Roland CUBE is a series of guitar and bass amplifiers manufactured and distributed by the Roland Corporation. The CUBE series use amplifier modeling technology.

Series

Mobile CUBE
A multi-purpose battery-powered portable amplifier featuring 5 watt stereo power and two 4" speakers. It features a microphone channel and instrument channel with tone, delay/reverb and chorus controls.

Micro-CUBE

The Micro Cube is a small battery-powered 2 watt portable amplifier, for use as a portable practice amp or when larger or more expensive amplifiers may not be practical. Features a single 5" speaker.

Micro-CUBE RX
A portable amplifier with four 4" speakers.

Micro-CUBE BASS RX
A portable bass amplifier with four 4" speakers.

CUBE STREET
A 5W battery-powered amplifier featuring two 6.5" speakers.
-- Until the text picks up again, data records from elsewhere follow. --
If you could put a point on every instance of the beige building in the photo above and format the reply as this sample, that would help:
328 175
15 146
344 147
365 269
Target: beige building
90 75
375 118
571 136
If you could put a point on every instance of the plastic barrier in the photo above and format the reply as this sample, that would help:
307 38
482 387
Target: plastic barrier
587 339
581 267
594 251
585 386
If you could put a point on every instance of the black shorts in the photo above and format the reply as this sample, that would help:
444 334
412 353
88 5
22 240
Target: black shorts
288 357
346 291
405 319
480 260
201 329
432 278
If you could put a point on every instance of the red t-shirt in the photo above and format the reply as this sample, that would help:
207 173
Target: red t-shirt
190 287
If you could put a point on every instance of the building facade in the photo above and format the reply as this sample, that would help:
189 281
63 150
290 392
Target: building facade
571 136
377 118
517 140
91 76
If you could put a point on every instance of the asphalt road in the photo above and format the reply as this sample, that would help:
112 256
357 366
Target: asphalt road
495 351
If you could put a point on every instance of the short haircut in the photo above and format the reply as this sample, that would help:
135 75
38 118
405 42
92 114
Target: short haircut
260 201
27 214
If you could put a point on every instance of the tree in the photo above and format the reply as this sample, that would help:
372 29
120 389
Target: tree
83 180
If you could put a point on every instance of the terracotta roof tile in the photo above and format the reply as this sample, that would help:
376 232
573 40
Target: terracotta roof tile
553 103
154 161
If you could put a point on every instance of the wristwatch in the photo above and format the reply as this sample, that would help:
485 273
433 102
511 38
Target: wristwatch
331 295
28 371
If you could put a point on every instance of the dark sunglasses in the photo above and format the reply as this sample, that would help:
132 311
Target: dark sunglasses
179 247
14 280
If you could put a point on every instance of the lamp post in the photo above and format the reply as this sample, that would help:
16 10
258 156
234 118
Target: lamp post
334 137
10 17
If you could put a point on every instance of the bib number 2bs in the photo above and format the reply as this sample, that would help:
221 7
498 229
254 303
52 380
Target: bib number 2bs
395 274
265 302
As the name implies, this amplifier is suited for buskers.

CUBE STREET EX
Larger 50W busker battery-powered amplifier featuring two 8" speakers.

CUBE-15
A small 2 channel, 15 watt practice amplifier with a single 8" speaker.

CUBE-20
A 20 watt amplifier with a single 8" speaker.

CUBE-30
A 30 watt amplifier with a single 10" speaker.

CUBE-30 BASS
A 30 watt bass amplifier with a single 10" speaker.

CM-30
A 30 watt multi-purpose portable mixing monitor with a 6.5" speaker.

CUBE-60
A 60 watt amplifier with a single 12" speaker.

CUBE-60 BASS
A 60 watt bass amplifier with a single 12" speaker.

CUBE-80
An 80 watt amplifier with a single 12" speaker.

CUBE-100 BASS
A 100 watt bass amplifier with a single 12" speaker.